Operational Sustainability

Any aspect of the system that requires humans to assume an operational burden to maintain it would fall under this section. Areas like the deployment process, the inner developer loop, and on-call incident volumes are common to this level of sustainability. It also includes things like the reduction of manual toil, capacity planning, effective post-incident review practices, and general observability within the system. This sometimes is referred to as the “Human” sustainability aspect in a software system and can be a significant factor in engineer burnout and low system quality, if not held in check.

Environmental Sustainability

Environmental sustainability focuses on the impact a system has on the ecology of the planet. This is largely based on carbon emissions but manifests through measurements like Power Usage Effectiveness (PUE) and Compute Utilization Factor (CUF) within data centers. Optimizing a data center’s power, water usage, and waste are the primary goals. For example:

  • How is power generated for the data center? (coal vs hydropower)
  • How often is hardware replaced or recycled? (minimize waste generation)
  • How much cooling is needed to keep machines at an optimal temperature? (water consumption)

All three types of carbon emission are included in this area: Scope 1 (direct emissions), Scope 2 (indirect emissions), and Scope 3 (all other emissions).

Sustainability Engineering: Balancing the Three Areas of Sustainability

Source: https://unsplash.com/photos/eofm5R5f9Kw courtesy of Bekir Dönmez

The goal of a Sustainability Engineer is to bridge these areas, in a balance that takes all three perspectives into account. The Sustainability Engineer should, by definition, be independent so as not to be unduly influenced by team or organizational pressures. Sustainability Engineers evaluate systems and provide guidance on sustainability with the following goals

  1. Accountability for the overall sustainability of the system The Sustainability Engineer should have a deep understanding of the system itself, what it takes to operate and manage that system, and what impact that has to the global climate. Borrowing from Economics and Game Theory, the ideal solution should be Pareto Optimal or equally beneficial for all three areas. Recommendations and guidance are backed by science and data wherever possible and can change over time as realities adjust and new factors are discovered or introduced.

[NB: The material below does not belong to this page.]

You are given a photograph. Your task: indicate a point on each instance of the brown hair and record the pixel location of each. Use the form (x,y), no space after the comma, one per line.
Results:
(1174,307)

  2. Enforce Sustainable Engineering Principles & Best Practices Security teams often require security reviews or threat modeling for new systems and after significant changes. A similar approach can be taken on your own engineering systems to enforce a core set of competencies required to build sustainable software systems. Defining and promoting these principles and practices for your organization is key so that teams are aware of the expectations upfront. There is an effort to standardize these principles at https://principles.green as well as some great examples of applying them to common architectures.

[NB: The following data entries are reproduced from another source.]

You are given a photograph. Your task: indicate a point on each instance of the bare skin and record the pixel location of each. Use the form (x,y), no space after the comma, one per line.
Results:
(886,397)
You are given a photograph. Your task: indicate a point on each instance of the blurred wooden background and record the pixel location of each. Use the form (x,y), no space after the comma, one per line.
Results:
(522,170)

  3. Provide Data to Engineers The final area Sustainability Engineers are responsible for is to find ways to increase the awareness of the effect software engineering choices have on sustainability. This should be available to the engineers as early in the design and development process as possible. It’s often not clear what carbon footprint your application will have, especially as it scales, and Sustainability Engineers should always be looking for and implementing ways to expose this data in secure, accurate, and reliable ways. Providing awareness to engineers of medium- or long-term effects from their decisions will help shape more sustainable behaviors in the future.

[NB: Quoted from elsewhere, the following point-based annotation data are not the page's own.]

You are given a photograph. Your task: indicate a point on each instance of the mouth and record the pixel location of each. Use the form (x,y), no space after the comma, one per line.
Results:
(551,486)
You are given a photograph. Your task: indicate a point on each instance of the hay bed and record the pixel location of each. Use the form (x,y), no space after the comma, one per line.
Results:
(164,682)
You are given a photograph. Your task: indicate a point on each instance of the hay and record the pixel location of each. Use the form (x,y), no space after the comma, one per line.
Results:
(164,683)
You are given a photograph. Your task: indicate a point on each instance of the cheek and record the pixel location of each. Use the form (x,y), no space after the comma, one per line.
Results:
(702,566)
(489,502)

It should be clear that a Sustainability Engineer is not solely focused on the global environment but rather balancing all three areas in order to find an optimally sustainable solution. The most green application is one that is never written in the first place, so focusing solely on one aspect cannot be the answer. Every line of code you write has short-, medium-, and long-term effects (good and bad). Sustainability Engineers use science and data to define the best path forward — one that balances the effects across all three time frames for a truly sustainable system.